Towards the end of the nineteenth century Escoffier partnered with César Ritz (of Ritz Carlton fame), and made a name for himself as the head chef of the restaurants located inside the famous Ritz hotels. His meals were known for being elaborate and fancy, sometimes having as many as 11 courses, all heavy with rich sauces. His dishes became the hallmark of fin de siècle indulgence, decadence, and wealth.

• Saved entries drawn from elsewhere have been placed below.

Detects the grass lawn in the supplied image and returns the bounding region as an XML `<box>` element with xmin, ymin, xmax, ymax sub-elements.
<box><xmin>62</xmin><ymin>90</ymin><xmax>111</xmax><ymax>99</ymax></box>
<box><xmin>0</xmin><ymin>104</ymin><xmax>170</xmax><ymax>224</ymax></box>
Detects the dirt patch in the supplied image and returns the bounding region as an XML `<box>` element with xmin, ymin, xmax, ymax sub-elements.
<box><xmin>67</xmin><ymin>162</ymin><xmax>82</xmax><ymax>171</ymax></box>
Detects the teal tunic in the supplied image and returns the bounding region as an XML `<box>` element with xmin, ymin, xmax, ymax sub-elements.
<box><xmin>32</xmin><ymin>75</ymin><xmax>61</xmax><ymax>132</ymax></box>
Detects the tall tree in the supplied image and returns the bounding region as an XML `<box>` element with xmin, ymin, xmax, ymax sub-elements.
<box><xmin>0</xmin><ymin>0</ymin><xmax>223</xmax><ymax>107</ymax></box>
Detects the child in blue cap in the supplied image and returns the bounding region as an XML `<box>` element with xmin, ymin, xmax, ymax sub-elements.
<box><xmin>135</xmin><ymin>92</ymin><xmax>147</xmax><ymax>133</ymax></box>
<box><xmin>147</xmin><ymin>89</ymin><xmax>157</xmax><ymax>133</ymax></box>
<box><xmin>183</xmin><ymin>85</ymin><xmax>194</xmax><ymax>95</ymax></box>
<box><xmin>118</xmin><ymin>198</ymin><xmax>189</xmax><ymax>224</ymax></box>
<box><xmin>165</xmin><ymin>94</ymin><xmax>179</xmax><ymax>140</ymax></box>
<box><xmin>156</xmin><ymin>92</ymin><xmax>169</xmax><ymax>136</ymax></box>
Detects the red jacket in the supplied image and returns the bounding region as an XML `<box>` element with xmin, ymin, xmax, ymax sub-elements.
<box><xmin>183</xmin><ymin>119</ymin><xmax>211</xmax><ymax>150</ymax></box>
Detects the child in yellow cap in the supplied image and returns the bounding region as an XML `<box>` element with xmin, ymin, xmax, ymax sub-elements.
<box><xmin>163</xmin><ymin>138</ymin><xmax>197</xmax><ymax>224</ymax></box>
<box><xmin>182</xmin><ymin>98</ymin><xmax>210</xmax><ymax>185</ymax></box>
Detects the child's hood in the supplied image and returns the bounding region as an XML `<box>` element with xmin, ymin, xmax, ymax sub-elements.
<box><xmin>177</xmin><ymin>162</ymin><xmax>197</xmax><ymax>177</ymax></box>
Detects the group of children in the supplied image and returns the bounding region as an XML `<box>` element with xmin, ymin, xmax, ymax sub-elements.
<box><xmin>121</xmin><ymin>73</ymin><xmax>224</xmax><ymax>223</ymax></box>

Nellie often ate at Escoffier’s restaurants whilst performing in Covent Garden. Escoffier says in his autobiography that he first created an early version of Peach Melba whilst Nellie was a guest at the Savoy Hotel, where he was chef. On one occasion Nellie sent Escoffier tickets to her performance in the Wagner opera Lohengrin. The production featured a beautiful boat in the shape of a swan. The following evening, Escoffier presented Nellie with a dessert of fresh peaches served over vanilla ice cream in a silver dish perched on top of a swan carved from ice. He originally called the dish Pecheau Cygne, that is, Peachy Swan. A few years later, when Escoffier opened the Ritz Carlton in London with César Ritz, he changed the dish slightly by adding a topping of sweetened raspberry purée. He renamed the dish La Pêche Melba, or Peach Melba in English. Escoffier also created Melba toast for her several years later when she was sick in bed at the hotel and having trouble eating.

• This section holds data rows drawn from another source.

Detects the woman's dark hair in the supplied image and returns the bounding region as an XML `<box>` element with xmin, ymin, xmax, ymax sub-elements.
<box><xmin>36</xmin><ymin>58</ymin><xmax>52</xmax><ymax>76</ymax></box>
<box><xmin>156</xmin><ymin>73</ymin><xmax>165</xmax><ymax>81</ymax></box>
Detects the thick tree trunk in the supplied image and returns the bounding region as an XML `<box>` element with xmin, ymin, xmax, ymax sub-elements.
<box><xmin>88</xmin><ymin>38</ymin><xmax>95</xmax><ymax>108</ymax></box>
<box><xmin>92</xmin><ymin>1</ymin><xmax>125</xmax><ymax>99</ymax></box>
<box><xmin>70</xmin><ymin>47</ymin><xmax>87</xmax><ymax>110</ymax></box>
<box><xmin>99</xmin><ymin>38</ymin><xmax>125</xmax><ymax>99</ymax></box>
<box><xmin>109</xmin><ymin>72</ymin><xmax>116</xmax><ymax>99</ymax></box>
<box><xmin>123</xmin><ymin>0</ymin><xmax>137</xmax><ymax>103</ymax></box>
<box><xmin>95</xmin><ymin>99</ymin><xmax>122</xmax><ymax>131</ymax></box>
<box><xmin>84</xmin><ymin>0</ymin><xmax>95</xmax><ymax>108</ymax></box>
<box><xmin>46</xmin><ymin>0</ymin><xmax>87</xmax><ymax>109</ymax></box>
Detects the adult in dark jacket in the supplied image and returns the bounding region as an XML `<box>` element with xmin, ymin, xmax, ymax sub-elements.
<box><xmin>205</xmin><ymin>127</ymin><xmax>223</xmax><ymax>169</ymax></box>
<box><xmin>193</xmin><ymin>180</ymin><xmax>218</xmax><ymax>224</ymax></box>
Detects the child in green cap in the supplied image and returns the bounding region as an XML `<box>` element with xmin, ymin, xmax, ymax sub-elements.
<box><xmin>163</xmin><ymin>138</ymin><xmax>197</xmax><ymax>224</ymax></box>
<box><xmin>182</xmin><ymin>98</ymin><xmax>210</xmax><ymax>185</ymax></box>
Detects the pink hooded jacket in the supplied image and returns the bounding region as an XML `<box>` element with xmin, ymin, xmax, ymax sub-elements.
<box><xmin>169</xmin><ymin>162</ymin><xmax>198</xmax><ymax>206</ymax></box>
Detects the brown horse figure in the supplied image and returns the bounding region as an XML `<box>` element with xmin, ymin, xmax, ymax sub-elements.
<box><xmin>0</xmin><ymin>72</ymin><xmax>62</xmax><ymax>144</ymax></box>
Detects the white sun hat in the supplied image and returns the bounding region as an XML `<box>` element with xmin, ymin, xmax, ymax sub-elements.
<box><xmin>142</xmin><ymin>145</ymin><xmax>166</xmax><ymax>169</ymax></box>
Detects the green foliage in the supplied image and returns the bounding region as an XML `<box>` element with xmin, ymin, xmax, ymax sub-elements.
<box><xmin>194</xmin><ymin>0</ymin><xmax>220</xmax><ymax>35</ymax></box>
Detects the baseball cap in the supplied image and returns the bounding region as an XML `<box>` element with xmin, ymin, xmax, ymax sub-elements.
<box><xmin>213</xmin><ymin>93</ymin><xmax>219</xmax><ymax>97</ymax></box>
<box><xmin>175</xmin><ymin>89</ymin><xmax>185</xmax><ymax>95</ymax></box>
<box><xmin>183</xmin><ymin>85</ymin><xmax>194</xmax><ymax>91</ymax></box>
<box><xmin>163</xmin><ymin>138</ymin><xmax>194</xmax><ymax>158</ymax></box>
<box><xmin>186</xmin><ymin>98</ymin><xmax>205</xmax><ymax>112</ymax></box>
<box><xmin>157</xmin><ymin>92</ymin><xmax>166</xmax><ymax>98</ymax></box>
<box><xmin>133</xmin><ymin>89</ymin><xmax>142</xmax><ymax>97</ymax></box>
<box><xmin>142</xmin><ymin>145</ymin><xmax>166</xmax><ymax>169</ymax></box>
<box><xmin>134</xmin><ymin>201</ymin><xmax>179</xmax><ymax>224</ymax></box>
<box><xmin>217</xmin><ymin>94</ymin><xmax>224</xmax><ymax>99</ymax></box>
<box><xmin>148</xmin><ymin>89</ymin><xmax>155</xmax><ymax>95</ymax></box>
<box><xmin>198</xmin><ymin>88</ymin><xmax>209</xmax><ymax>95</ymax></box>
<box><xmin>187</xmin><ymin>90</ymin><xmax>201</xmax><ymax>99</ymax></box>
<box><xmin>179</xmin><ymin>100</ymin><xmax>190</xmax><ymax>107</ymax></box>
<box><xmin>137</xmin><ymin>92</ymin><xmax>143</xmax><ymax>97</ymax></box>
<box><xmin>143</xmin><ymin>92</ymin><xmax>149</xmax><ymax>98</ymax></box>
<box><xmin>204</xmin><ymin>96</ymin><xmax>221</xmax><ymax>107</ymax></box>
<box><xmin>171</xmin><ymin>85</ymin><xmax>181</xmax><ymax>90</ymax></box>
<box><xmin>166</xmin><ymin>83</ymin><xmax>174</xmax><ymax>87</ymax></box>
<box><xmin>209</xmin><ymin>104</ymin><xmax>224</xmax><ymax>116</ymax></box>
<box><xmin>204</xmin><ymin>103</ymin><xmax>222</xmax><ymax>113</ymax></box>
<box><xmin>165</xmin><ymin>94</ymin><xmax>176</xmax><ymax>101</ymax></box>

Here is the original recipe for Peach Melba, translated into English from Escoffier’s own words. Use the very best vanilla ice cream you can find, homemade if possible, using sugar flavored richly with fresh vanilla beans (you don’t want the vanilla paste directly in the ice cream because for the dish to look attractive the ice cream must be creamy white). High quality essence of vanilla will also work.
La Pêche Melba (for 6)
Choose 6 tender and perfectly ripe peaches. The Montreuil peach, for example, is perfect for this dessert. Blanch the peaches for 2 seconds in boiling water, remove them immediately with a slotted spoon, and place them in iced water for a few seconds. Peel them and place them on a plate, sprinkle them with a little sugar, and refrigerate them. Prepare a liter of very creamy vanilla ice cream and a purée of 250 grams of very fresh ripe raspberries crushed through a fine sieve and mixed with 150 grams of powdered sugar. Refrigerate.

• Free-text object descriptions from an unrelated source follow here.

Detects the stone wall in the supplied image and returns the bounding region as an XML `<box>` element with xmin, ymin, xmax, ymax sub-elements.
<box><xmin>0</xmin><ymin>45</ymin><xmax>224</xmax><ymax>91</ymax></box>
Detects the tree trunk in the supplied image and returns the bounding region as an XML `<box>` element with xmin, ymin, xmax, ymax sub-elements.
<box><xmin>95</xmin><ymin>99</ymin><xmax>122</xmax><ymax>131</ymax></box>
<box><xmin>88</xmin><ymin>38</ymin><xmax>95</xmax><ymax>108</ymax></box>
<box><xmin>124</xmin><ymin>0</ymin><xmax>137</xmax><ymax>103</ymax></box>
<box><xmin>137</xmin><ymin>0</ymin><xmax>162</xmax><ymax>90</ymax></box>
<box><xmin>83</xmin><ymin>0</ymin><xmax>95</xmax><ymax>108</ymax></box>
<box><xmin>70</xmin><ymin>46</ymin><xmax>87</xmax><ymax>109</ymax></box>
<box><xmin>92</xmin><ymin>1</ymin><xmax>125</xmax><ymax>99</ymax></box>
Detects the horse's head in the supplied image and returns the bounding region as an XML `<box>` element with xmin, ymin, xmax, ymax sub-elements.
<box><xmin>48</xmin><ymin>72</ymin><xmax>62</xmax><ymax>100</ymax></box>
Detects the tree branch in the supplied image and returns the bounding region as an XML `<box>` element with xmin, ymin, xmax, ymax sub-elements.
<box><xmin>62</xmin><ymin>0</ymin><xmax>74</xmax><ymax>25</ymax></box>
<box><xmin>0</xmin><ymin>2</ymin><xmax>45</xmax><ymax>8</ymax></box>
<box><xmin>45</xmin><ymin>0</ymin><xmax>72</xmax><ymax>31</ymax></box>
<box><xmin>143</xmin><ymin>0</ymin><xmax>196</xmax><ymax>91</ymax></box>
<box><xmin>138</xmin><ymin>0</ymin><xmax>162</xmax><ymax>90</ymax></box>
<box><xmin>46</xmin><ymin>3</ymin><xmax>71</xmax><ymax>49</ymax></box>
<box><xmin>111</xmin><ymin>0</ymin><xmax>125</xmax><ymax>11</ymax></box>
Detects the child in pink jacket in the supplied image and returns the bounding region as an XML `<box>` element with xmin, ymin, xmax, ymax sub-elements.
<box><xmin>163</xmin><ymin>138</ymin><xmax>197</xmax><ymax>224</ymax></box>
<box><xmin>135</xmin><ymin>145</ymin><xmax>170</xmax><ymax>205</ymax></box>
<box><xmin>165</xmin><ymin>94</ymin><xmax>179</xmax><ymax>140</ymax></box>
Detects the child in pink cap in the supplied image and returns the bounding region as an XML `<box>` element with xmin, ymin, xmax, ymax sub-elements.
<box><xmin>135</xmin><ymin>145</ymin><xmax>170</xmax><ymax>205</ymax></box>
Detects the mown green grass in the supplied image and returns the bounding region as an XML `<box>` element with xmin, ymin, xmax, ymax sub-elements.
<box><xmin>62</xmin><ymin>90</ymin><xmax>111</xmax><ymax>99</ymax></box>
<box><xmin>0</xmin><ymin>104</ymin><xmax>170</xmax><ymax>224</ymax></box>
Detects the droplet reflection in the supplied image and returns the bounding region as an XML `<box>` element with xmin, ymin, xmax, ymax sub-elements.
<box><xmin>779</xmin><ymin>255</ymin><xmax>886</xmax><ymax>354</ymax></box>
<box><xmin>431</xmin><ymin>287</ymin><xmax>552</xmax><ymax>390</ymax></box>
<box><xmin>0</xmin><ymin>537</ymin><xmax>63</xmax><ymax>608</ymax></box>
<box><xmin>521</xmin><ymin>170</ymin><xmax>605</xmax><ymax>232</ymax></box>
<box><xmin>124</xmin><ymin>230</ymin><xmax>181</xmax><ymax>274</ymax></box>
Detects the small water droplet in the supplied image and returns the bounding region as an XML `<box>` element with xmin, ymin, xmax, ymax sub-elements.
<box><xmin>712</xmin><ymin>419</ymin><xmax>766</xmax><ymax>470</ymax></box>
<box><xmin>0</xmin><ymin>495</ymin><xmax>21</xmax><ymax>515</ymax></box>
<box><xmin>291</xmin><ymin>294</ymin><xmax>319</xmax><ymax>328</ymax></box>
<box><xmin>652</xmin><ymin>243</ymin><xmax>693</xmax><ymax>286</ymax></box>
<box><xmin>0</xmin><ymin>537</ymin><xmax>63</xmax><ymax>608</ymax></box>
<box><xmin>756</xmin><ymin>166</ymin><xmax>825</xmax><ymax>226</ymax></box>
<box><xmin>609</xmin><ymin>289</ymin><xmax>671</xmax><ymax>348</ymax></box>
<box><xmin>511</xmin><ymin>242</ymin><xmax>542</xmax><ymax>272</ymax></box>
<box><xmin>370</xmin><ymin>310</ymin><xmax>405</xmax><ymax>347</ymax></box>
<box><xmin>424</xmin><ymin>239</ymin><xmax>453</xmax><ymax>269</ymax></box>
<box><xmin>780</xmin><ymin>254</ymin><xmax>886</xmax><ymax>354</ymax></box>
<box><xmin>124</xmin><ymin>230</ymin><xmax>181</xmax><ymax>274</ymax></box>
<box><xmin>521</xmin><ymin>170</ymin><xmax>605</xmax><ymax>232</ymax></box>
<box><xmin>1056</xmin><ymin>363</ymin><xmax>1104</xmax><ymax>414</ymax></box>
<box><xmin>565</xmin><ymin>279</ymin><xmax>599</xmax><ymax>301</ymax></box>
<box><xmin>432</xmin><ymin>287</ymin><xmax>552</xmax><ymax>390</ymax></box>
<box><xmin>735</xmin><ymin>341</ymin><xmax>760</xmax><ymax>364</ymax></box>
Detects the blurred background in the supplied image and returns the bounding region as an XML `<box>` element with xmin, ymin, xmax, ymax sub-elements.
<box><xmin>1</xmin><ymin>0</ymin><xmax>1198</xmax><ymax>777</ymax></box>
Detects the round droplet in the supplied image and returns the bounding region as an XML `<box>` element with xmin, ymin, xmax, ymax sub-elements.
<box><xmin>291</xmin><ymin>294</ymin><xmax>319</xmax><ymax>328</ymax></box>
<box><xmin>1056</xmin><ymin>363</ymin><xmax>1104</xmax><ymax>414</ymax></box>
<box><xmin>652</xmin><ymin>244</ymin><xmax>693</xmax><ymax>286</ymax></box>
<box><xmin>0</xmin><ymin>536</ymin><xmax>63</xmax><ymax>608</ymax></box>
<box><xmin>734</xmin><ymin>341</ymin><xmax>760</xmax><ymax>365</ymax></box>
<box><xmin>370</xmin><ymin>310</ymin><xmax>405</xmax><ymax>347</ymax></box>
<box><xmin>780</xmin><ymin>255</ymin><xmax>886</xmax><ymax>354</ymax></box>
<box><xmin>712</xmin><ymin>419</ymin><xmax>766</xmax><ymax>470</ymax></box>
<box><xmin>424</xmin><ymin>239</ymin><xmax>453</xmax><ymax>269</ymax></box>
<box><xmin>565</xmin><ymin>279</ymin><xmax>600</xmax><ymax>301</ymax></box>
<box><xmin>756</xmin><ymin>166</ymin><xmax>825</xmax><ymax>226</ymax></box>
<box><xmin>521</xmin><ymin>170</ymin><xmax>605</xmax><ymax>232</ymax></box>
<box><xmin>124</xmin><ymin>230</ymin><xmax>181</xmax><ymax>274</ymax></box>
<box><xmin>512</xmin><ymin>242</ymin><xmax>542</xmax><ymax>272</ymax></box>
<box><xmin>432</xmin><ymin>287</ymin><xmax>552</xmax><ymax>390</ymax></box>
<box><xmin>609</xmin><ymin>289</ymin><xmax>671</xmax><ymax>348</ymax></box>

To serve: Fill a silver timbale with the vanilla ice cream. Delicately place the peaches on top of the ice cream and cover with the raspberry purée. Optionally, during the almond season, one can add a few slivers of fresh almonds on top, but never use dried almonds.
It is a good idea to put the peeled peaches in a large bowl of cold water to which you have added 1 tablespoon of fresh lemon juice, and letting them soak for 10 minutes. Then drain them and pat them dry with a paper towel. The acid prevents the fruit from oxidizing and turning brown.
Naturally you can cheat and use all store bought materials: canned peaches, good quality vanilla ice cream, and bottled raspberry syrup. I’ve done it and none of my guests has ever complained. This way it takes minutes to prepare and can be made right before serving. Just remember to put the can of peaches in the refrigerator the night before.
Obviously you need to pit and slice the fresh peaches if you are following Escoffier’s recipe.
In modern times you can make the raspberry syrup by making a purée of fresh raspberries in a blender or food processor and then forcing them through a fine mesh sieve (fine enough to catch the seeds). I sometimes use a regular sieve lined with a double layer of cheesecloth.